Très bricoleur, il consacre l’essentiel de son temps libre à divers travaux de mécanique et à aménager la maison qu’ils ont fait construire.
Ce n’est qu’en 1986 qu’il se présente pour la première fois aux élections professionnelles. Il découvrira peu à peu à quel point l’équipe dirigeante du syndicat est engluée dans la collaboration avec la direction qui ferme les yeux sur les magouilles de tous ordres. Il avait pris sa carte au PCF, mais il se trouve qu’un militant de la LCR, Pierre Vandevoorde, est secrétaire de l’association de quartier dont sa mère est la présidente. Il n’a pas mis longtemps à « changer de parti communiste ». Après un patient travail de préparation, lors d’un congrès du syndicat, les « pourris » furent mis sur la touche. Ce n’était pas fini pour autant, car ils ont bénéficié de la solidarité bien mal placée de leurs camarades à tous les niveaux, en même temps que la direction déclencha une offensive maccarthiste (« Philippot c’est Ben Laden ! ») dès qu’elle a su qui était derrière le tract mensuel de la LCR. Sans le soutien constant d’une organisation petite, mais solide, il aurait été impossible à quiconque de traverser cette épreuve.

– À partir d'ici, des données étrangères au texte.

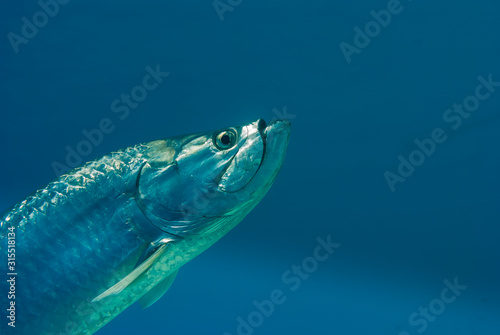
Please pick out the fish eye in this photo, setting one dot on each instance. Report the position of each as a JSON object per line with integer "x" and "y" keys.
{"x": 225, "y": 139}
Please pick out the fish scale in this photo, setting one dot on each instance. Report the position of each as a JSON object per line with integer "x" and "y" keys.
{"x": 76, "y": 228}
{"x": 117, "y": 230}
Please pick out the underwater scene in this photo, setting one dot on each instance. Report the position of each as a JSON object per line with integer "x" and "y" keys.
{"x": 237, "y": 167}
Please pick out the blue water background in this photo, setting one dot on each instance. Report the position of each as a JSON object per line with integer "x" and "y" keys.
{"x": 350, "y": 121}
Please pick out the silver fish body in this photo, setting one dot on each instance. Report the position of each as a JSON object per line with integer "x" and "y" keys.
{"x": 117, "y": 230}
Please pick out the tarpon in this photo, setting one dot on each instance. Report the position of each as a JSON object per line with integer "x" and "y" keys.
{"x": 117, "y": 230}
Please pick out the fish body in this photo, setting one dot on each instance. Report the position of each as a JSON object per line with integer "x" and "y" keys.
{"x": 118, "y": 229}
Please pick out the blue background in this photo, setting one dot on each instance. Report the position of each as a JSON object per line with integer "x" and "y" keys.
{"x": 350, "y": 124}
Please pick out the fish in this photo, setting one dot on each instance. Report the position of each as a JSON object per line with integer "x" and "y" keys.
{"x": 116, "y": 230}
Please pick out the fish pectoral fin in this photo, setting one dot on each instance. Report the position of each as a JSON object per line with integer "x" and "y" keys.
{"x": 158, "y": 291}
{"x": 142, "y": 268}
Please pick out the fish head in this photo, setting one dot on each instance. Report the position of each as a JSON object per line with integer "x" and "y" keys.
{"x": 206, "y": 183}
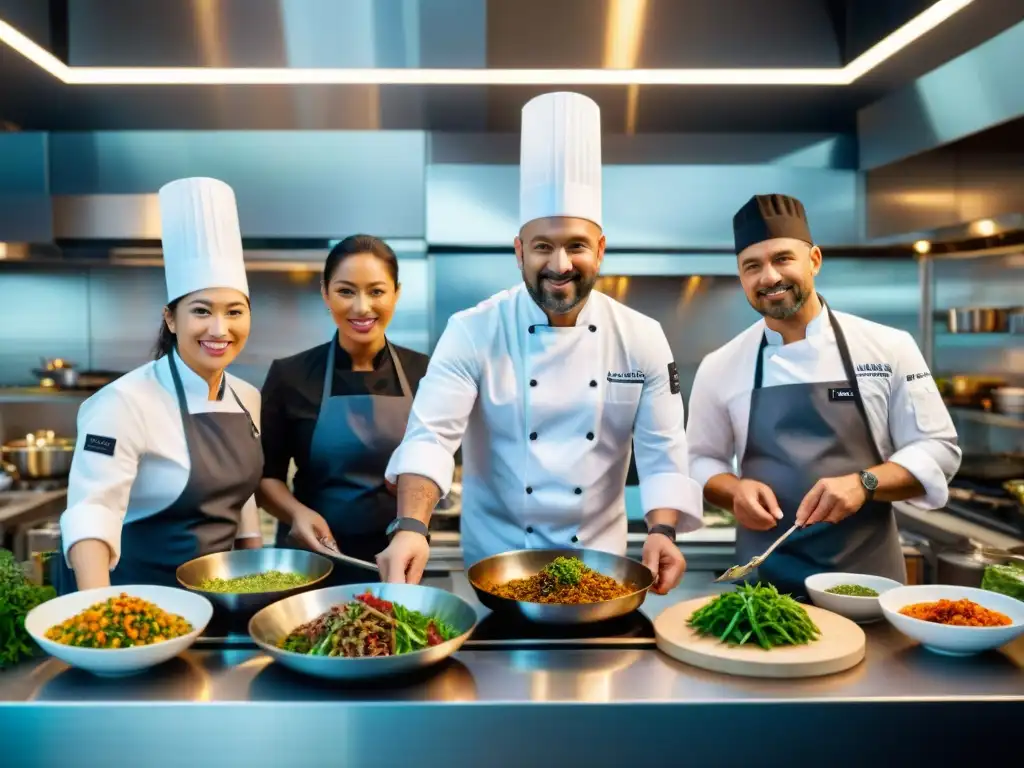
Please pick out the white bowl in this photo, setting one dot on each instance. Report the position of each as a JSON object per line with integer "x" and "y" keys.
{"x": 116, "y": 662}
{"x": 861, "y": 609}
{"x": 953, "y": 641}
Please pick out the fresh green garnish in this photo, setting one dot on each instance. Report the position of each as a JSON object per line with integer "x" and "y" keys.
{"x": 17, "y": 597}
{"x": 1007, "y": 580}
{"x": 755, "y": 613}
{"x": 270, "y": 581}
{"x": 567, "y": 570}
{"x": 852, "y": 590}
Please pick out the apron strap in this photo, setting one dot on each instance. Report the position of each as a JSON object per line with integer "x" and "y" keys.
{"x": 328, "y": 374}
{"x": 179, "y": 390}
{"x": 407, "y": 391}
{"x": 851, "y": 375}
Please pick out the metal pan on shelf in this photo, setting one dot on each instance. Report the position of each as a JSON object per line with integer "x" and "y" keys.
{"x": 524, "y": 563}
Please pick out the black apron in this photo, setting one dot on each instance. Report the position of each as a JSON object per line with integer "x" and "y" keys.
{"x": 352, "y": 442}
{"x": 225, "y": 466}
{"x": 798, "y": 434}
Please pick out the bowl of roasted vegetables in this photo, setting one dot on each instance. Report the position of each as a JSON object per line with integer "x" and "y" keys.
{"x": 954, "y": 621}
{"x": 244, "y": 581}
{"x": 852, "y": 595}
{"x": 364, "y": 630}
{"x": 119, "y": 630}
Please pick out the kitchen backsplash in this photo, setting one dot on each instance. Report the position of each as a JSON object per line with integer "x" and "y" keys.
{"x": 108, "y": 317}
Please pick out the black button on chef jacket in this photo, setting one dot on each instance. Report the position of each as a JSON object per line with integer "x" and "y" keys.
{"x": 291, "y": 397}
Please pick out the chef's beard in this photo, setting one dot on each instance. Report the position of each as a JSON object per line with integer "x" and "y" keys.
{"x": 564, "y": 299}
{"x": 791, "y": 303}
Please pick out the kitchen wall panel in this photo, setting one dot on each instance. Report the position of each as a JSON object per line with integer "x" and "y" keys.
{"x": 42, "y": 314}
{"x": 108, "y": 318}
{"x": 288, "y": 183}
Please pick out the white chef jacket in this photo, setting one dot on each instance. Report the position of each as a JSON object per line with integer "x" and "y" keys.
{"x": 150, "y": 466}
{"x": 546, "y": 420}
{"x": 906, "y": 416}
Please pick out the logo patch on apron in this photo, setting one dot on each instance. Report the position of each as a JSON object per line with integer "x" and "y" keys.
{"x": 99, "y": 444}
{"x": 846, "y": 393}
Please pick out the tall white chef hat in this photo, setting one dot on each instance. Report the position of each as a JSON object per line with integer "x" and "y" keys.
{"x": 560, "y": 158}
{"x": 202, "y": 239}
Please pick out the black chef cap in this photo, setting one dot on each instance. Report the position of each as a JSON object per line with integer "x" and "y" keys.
{"x": 768, "y": 216}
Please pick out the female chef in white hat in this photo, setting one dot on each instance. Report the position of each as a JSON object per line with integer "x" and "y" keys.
{"x": 168, "y": 456}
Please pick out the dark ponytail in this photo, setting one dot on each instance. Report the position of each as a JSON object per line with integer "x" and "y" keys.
{"x": 166, "y": 341}
{"x": 355, "y": 244}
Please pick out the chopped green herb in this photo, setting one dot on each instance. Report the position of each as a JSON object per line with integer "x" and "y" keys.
{"x": 566, "y": 570}
{"x": 852, "y": 590}
{"x": 270, "y": 581}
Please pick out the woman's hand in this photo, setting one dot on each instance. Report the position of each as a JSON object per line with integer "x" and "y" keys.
{"x": 309, "y": 529}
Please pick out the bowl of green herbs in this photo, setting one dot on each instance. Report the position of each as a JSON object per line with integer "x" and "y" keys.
{"x": 852, "y": 595}
{"x": 244, "y": 581}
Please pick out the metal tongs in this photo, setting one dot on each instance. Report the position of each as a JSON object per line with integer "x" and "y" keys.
{"x": 335, "y": 553}
{"x": 738, "y": 571}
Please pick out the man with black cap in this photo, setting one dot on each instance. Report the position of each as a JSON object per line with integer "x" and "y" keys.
{"x": 829, "y": 418}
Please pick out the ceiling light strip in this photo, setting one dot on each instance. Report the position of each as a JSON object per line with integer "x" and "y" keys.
{"x": 884, "y": 49}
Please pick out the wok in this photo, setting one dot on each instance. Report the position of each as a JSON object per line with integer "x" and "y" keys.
{"x": 245, "y": 561}
{"x": 991, "y": 467}
{"x": 275, "y": 622}
{"x": 523, "y": 563}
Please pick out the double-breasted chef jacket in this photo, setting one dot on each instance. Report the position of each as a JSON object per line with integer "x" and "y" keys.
{"x": 905, "y": 414}
{"x": 131, "y": 460}
{"x": 546, "y": 416}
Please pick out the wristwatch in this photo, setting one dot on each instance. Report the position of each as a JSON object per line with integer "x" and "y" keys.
{"x": 407, "y": 523}
{"x": 870, "y": 482}
{"x": 662, "y": 528}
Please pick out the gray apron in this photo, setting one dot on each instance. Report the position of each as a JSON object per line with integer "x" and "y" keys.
{"x": 225, "y": 466}
{"x": 798, "y": 434}
{"x": 352, "y": 441}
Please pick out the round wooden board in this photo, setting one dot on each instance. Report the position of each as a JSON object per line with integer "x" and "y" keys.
{"x": 840, "y": 646}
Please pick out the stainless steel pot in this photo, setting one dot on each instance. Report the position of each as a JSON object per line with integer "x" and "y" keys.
{"x": 39, "y": 456}
{"x": 978, "y": 321}
{"x": 967, "y": 568}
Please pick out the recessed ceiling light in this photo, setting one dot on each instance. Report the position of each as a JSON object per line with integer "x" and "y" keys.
{"x": 985, "y": 227}
{"x": 884, "y": 49}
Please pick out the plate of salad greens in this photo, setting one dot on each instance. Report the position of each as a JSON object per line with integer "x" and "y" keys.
{"x": 361, "y": 631}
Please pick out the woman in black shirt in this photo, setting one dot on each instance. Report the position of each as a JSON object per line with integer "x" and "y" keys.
{"x": 340, "y": 410}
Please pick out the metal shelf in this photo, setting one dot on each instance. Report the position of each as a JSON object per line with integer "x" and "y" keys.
{"x": 979, "y": 340}
{"x": 984, "y": 417}
{"x": 39, "y": 394}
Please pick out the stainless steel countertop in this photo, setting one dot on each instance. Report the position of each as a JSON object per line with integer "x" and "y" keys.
{"x": 895, "y": 669}
{"x": 520, "y": 708}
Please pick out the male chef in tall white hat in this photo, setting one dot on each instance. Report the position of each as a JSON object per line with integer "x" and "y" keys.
{"x": 547, "y": 386}
{"x": 168, "y": 456}
{"x": 814, "y": 417}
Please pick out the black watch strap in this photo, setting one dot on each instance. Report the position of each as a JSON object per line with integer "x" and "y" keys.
{"x": 408, "y": 523}
{"x": 662, "y": 528}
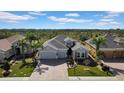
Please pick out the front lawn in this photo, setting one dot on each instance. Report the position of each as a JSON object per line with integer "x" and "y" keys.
{"x": 18, "y": 69}
{"x": 81, "y": 70}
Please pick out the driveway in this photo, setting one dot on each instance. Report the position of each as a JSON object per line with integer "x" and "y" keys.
{"x": 116, "y": 64}
{"x": 52, "y": 69}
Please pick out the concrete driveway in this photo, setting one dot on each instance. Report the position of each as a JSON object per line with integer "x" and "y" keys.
{"x": 117, "y": 64}
{"x": 50, "y": 70}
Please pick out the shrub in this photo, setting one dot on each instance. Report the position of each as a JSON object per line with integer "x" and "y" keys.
{"x": 105, "y": 68}
{"x": 86, "y": 62}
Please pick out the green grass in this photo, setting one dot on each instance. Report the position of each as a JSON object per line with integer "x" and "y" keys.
{"x": 87, "y": 71}
{"x": 21, "y": 70}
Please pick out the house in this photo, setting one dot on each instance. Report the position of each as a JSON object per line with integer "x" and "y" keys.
{"x": 113, "y": 47}
{"x": 7, "y": 45}
{"x": 56, "y": 48}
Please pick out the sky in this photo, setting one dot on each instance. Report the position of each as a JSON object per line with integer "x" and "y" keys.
{"x": 61, "y": 19}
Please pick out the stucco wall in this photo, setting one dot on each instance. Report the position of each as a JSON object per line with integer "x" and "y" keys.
{"x": 113, "y": 54}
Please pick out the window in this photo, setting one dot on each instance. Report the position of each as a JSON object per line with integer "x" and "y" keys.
{"x": 77, "y": 54}
{"x": 82, "y": 55}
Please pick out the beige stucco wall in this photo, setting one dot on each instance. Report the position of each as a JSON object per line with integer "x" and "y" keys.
{"x": 114, "y": 53}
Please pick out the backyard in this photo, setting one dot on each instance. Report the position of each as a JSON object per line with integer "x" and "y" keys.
{"x": 81, "y": 70}
{"x": 19, "y": 69}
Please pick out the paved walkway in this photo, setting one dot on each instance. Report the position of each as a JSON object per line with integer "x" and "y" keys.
{"x": 117, "y": 65}
{"x": 50, "y": 70}
{"x": 93, "y": 78}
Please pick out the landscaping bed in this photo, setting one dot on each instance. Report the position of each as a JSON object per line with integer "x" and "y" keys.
{"x": 19, "y": 69}
{"x": 81, "y": 70}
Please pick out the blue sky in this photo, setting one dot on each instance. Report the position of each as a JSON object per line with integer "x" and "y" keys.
{"x": 61, "y": 19}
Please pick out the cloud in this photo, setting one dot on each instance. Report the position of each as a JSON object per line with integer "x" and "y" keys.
{"x": 112, "y": 14}
{"x": 106, "y": 22}
{"x": 68, "y": 20}
{"x": 73, "y": 14}
{"x": 13, "y": 18}
{"x": 37, "y": 13}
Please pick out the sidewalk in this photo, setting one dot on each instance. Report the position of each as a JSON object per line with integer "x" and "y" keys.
{"x": 93, "y": 78}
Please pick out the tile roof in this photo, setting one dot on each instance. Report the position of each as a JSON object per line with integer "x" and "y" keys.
{"x": 110, "y": 43}
{"x": 58, "y": 42}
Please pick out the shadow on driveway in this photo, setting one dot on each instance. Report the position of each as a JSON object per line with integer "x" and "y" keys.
{"x": 53, "y": 62}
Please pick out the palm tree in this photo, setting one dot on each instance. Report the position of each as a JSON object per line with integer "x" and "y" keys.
{"x": 98, "y": 41}
{"x": 22, "y": 45}
{"x": 6, "y": 67}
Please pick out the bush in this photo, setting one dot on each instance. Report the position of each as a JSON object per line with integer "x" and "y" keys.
{"x": 86, "y": 62}
{"x": 105, "y": 68}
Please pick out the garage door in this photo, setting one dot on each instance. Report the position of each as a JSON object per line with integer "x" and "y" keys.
{"x": 48, "y": 55}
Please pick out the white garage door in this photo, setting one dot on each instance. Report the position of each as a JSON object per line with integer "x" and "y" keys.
{"x": 48, "y": 55}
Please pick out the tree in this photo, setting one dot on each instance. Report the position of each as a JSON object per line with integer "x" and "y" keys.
{"x": 6, "y": 67}
{"x": 98, "y": 41}
{"x": 84, "y": 37}
{"x": 69, "y": 52}
{"x": 22, "y": 44}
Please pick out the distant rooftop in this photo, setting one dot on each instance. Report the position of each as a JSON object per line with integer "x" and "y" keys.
{"x": 110, "y": 43}
{"x": 58, "y": 42}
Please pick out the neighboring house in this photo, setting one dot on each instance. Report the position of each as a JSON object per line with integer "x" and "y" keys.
{"x": 56, "y": 48}
{"x": 8, "y": 45}
{"x": 113, "y": 47}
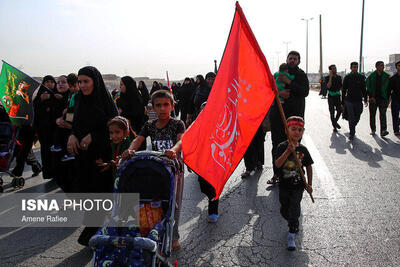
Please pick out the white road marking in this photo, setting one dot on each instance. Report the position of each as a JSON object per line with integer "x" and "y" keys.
{"x": 325, "y": 178}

Thierry devint secrétaire CGT du comité d’entreprise et du CHSCT. Le changement se manifesta par une succession de confrontations avec la direction dans lesquelles la nouvelle ligne démontra son efficacité et se trouva constamment confortée par un soutien massif aux élections professionnelles. C’est dans ces conditions qu’il devint membre de la commission exécutive de l’Union Départementale CGT. Il deviendra aussi président de la section industrie, puis du tribunal des prud’hommes de Louviers. Il est de fait permanent, ce qui aurait pu lui nuire (car il échappe aux contraintes du travail par quarts), mais son investissement au service des intérêts collectifs et individuels des travailleurs et de leurs familles lui assure un respect quasiment unanime. Il a à cœur de mettre sa connaissance du droit du travail au service de la mobilisation, tant dans sa propre entreprise (récupération de dix jours de congés pour les factionnaires) que dans d’autres (mise au jour des abus de précarité pratiqués dans nombre d’entreprises du secteur, qui a permis l’embauche en CDI de centaines de salarié.e.s), ce qui est particulièrement précieux quand le rapport de forces est défavorable. Avec son expérience, il fut l’une des pièces maîtresses du comité « entreprises » du NPA Seine-Eure.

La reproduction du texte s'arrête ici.